We learn best in the context of colleagues, peers and equals…

Afbeelding voor We learn best in the context of colleagues, peers and equals…
"Human evolution is continuous because small children copy the older ones. The continuity of man is not a result of heredity but of imitation" (Montessori, M. The 1946 London Lectures, 2012: 147, Kindle Edition).

In his blog post, Playing Within the Context of Community, Teacher Tom reflects on the fact that “The evidence seems to be that we learn best in the context of colleagues, peers and equals, yet we persist in shaping our schools as hierarchies.”


Montessori herself talks often of the power of learning in social environments, and, like Teacher Tom, condones the “one-way educational method” often employed in schools, as

When adults interfere in this first stage of preparation for social life, they nearly always make mistakes. When children are “walking on the line” one of them may go in the opposite direction to all the others, and a collision seems inevitable. One’s impulse is to seize the child and turn him around. But he looks out very well for himself, and solves the difficulty – not always in the same fashion, but always satisfactorily. Such problems abound at every step, and it gives the children great pleasure to face them. They feel irritated if we intervene, and find a way if left to themselves. This is all social experience, and it provides constant practice in dealing suitably with situations that no teacher would be able to invent. The teacher, instead, usually intervenes, but her solution differs from that of the children and this disturbs the harmony of the group. Apart from exceptional cases, we ought to leave such problems to the children.

(Montessori, M. The Absorbent Mind, 2007:219, Kindle Edition)

In this article by Guidepost Montessori, the benefits of the multi-age classroom are explored in more detail.

In her book, The Gardener and the Carpenter, Alison Gopnik writes:

Here’s another way to think about caregiving that isn’t like work or school. Some evolutionary theorists think that music and dancing emerged as a way of promoting social relationships.30 You can’t simply make another person move in a particular way and call it dancing.

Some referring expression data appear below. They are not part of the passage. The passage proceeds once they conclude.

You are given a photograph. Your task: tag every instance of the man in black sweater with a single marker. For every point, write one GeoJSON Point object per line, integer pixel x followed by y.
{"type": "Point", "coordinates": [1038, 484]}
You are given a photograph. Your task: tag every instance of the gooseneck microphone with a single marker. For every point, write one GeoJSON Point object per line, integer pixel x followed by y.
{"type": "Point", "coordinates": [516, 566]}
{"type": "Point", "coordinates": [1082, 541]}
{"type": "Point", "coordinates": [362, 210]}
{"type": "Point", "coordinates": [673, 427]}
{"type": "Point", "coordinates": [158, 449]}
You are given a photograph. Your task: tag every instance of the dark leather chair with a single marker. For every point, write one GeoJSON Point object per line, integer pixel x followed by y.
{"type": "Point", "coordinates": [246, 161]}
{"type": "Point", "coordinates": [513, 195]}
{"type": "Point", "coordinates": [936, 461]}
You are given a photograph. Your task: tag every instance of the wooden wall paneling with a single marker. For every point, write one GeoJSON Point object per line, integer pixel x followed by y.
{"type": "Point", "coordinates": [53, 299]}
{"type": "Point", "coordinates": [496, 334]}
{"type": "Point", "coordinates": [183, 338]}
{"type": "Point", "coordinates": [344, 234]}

Dancing involves a back-and-forth between the movements of one person and another—a fine coordination between what each person does. The back-and-forth of observation and imitation is more like that kind of expert coordination than like a form of goal-directed activity. Like dancing, it’s a form of love, not work.

(Gopnik, A. The Gardener and the Carpenter: What the New Science of Child Development Tells Us About the Relationship Between Parents and Children, chapter 4, location 1668, Kindle Edition)


It’s undeniably true that it takes a village to raise a child, but it’s equally true that it takes a child to raise a village. When we finally understand this, we will be ready to build a truly healthy society.